---
title: "Reproducible Research"
subtitle: "Biostat 203B"
author: "Dr. Hua Zhou @ UCLA"
date: today
format:
html:
theme: cosmo
embed-resources: true
number-sections: true
toc: true
toc-depth: 4
toc-location: left
code-fold: false
---
## Reproducible research in statistics/data science
> An article about computational science in a scientific publication is **not** the scholarship itself, it is merely **advertising** of the scholarship. The actual scholarship is the complete software development environment and the complete set of instructions which generated the figures.
>
> [Buckheit and Donoho (1995)](https://link.springer.com/chapter/10.1007/978-1-4612-2544-7_5)
## Non-reproducible research
### [Duke Potti scandal](https://en.wikipedia.org/wiki/Anil_Potti)
- [Potti, Dressman, Bild, and Riedel (2006)](https://www.nature.com/articles/nm1491)
- [Baggerly, K. A., & Coombes, K. R. (2009)](https://projecteuclid.org/euclid.aoas/1267453942)
- [Simply Statistics Blog: The Duke Saga Starter Set](https://simplystatistics.org/posts/2012-02-27-the-duke-saga-starter-set/)
### Microarray studies
Nature Genetics (2015 Impact Factor: 31.616). 20 articles about microarray profiling published in Nature Genetics between Jan 2005 and Dec 2006.
### Bible code
::: {layout="[[1,1], [1]]" layout-valign="bottom"}



:::
- [Witztum, D., Rips, E., & Rosenberg, Y. (1994)](https://doi.org/10.1214/ss/1177010393)
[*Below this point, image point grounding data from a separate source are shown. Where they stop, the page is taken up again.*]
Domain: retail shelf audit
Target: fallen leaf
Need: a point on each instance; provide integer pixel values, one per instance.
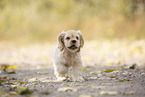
(120, 80)
(85, 69)
(42, 72)
(109, 70)
(129, 93)
(86, 96)
(10, 71)
(33, 79)
(100, 83)
(129, 80)
(19, 82)
(109, 64)
(108, 92)
(113, 76)
(95, 72)
(36, 83)
(4, 94)
(12, 67)
(63, 89)
(133, 66)
(116, 69)
(13, 93)
(26, 91)
(47, 59)
(23, 90)
(4, 66)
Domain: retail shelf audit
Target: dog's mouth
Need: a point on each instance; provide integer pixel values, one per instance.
(73, 47)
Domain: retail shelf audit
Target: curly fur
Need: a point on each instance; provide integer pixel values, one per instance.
(66, 54)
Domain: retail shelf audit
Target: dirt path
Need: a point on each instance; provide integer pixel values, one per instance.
(115, 81)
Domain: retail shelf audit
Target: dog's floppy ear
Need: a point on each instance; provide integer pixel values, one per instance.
(60, 40)
(81, 39)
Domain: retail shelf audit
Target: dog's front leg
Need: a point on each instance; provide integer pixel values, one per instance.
(77, 72)
(60, 70)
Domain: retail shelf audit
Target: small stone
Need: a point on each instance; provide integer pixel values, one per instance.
(129, 93)
(108, 93)
(63, 89)
(86, 96)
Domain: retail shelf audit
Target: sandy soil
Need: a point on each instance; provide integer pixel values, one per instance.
(120, 82)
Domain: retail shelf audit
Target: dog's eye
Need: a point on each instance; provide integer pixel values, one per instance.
(77, 37)
(68, 38)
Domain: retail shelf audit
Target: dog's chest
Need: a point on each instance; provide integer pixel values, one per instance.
(70, 59)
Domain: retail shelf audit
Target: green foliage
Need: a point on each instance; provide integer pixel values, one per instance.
(42, 20)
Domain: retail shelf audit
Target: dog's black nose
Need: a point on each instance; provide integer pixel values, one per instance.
(73, 41)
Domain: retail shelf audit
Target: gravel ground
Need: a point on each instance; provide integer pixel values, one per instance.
(114, 68)
(116, 81)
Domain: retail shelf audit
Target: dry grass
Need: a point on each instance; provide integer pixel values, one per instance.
(38, 21)
(94, 53)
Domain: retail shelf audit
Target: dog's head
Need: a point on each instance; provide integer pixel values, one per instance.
(71, 40)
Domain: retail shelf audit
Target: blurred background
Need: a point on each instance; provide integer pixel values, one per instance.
(118, 24)
(42, 20)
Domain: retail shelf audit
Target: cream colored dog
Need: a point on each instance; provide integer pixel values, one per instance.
(67, 54)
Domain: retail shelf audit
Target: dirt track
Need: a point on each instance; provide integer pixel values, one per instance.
(117, 83)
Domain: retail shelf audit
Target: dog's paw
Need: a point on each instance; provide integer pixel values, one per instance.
(61, 78)
(78, 79)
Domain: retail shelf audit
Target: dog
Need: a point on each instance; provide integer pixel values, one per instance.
(66, 54)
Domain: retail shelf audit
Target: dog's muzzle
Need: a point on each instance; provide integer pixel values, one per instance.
(73, 47)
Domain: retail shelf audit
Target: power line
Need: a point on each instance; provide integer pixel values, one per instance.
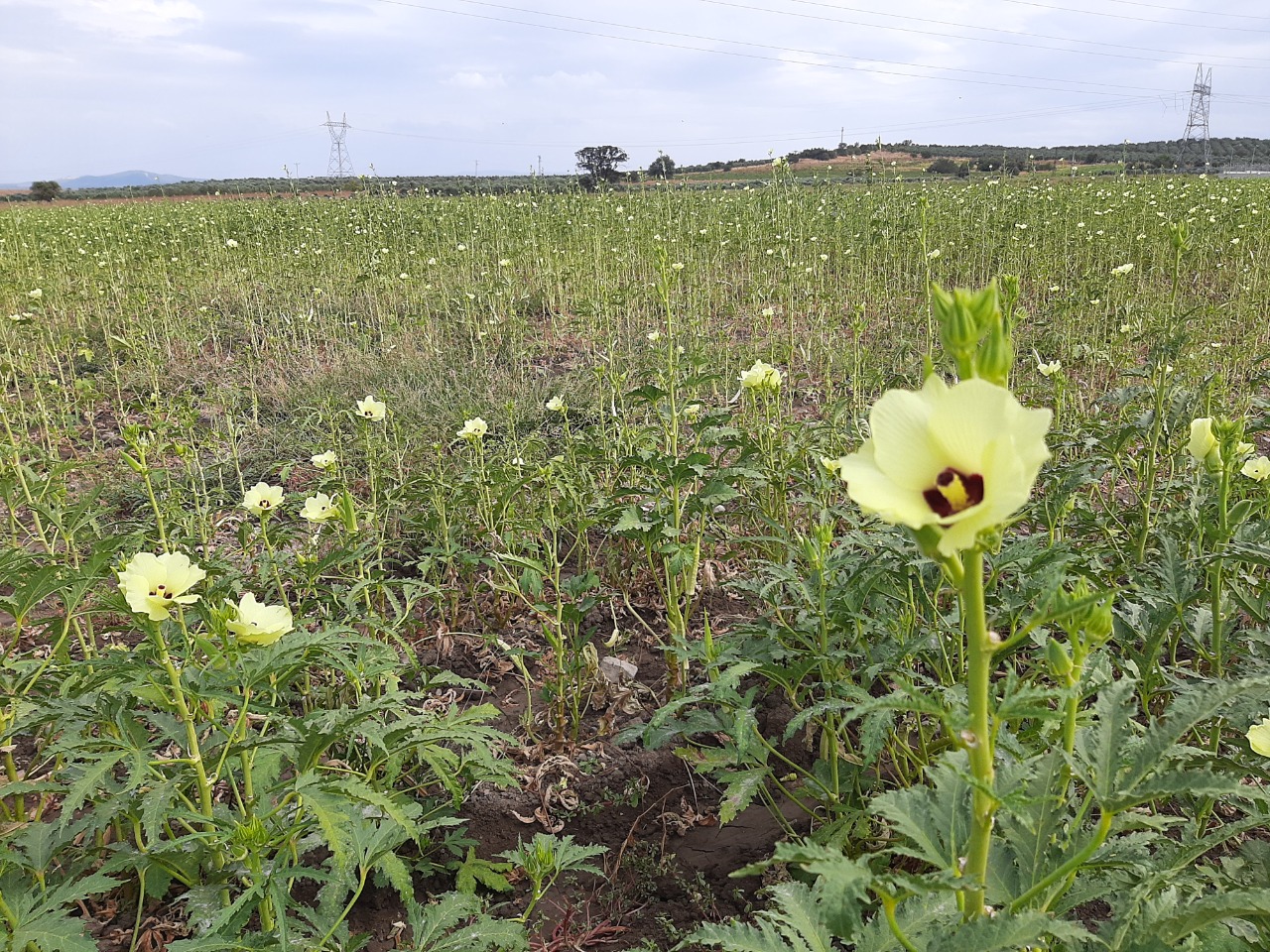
(1179, 9)
(944, 35)
(816, 136)
(1138, 19)
(763, 46)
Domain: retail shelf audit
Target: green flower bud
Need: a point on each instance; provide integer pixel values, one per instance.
(959, 331)
(1060, 657)
(1098, 624)
(996, 356)
(1179, 236)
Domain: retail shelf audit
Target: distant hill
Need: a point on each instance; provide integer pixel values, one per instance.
(119, 179)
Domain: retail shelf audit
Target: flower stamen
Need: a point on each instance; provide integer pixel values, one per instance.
(953, 492)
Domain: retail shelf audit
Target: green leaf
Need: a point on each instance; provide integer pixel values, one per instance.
(1006, 932)
(1211, 909)
(739, 789)
(441, 927)
(633, 521)
(474, 873)
(53, 930)
(934, 819)
(794, 921)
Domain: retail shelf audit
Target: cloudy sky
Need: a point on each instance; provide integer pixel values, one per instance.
(240, 87)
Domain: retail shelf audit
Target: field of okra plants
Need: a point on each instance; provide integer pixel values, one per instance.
(798, 567)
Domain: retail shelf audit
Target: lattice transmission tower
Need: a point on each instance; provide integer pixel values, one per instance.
(1197, 119)
(339, 166)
- [McKay, B., Bar-Natan, D., Bar-Hillel, M., & Kalai, G. (1999)](https://doi.org/10.1214/ss/1009212243)
## Why reproducible research
- Reproducibility has been the foundation of science. It helps accumulate scientific knowledge.
- Greater research impact.
- Better work habit boosts quality of research.
- Better teamwork. For **you** as graduate students, it means better communication with your advisor.
```{r}
#| eval: false
while true
Student: "that idea you told me to try - it doesn't work!"
Professor: "ok. how about trying this instead."
end
```
Unless you reproduce the computing environment (algorithms, dataset, tuning parameters), others cannot help you.
## How to be reproducible in data science?
> When we publish articles containing figures which were generated by computer, we also publish the complete software environment which generates the figures.
>
> [Buckheit and Donoho (1995)](https://link.springer.com/chapter/10.1007/978-1-4612-2544-7_5)
- I highly recommend the book _Reproducible Research with R and RStudio_ by Christopher Gandrud. In HW1, you are going to reproduce the whole book.
- [Amazon](https://www.amazon.com/Reproducible-Research-Studio-Chapman-Hall/dp/1466572841)
- [GitHub repo](https://github.com/christophergandrud/Rep-Res-Book)
## Tools for reproducible research
- Version control: Git+GitHub.
- Distribute method implementation, e.g., R/Python/Julia packages, on GitHub or bitbucket.
- Dynamic document: RMarkdown for R, [Jupyter](http://jupyter.org) for Julia/Python/R, Quarto.
- Docker container for reproducing a computing environment.
- Cloud computing tools.
We are going to practice reproducible research **now**. That is to make your homework reproducible using Git, GitHub, and Quarto/RMarkdown.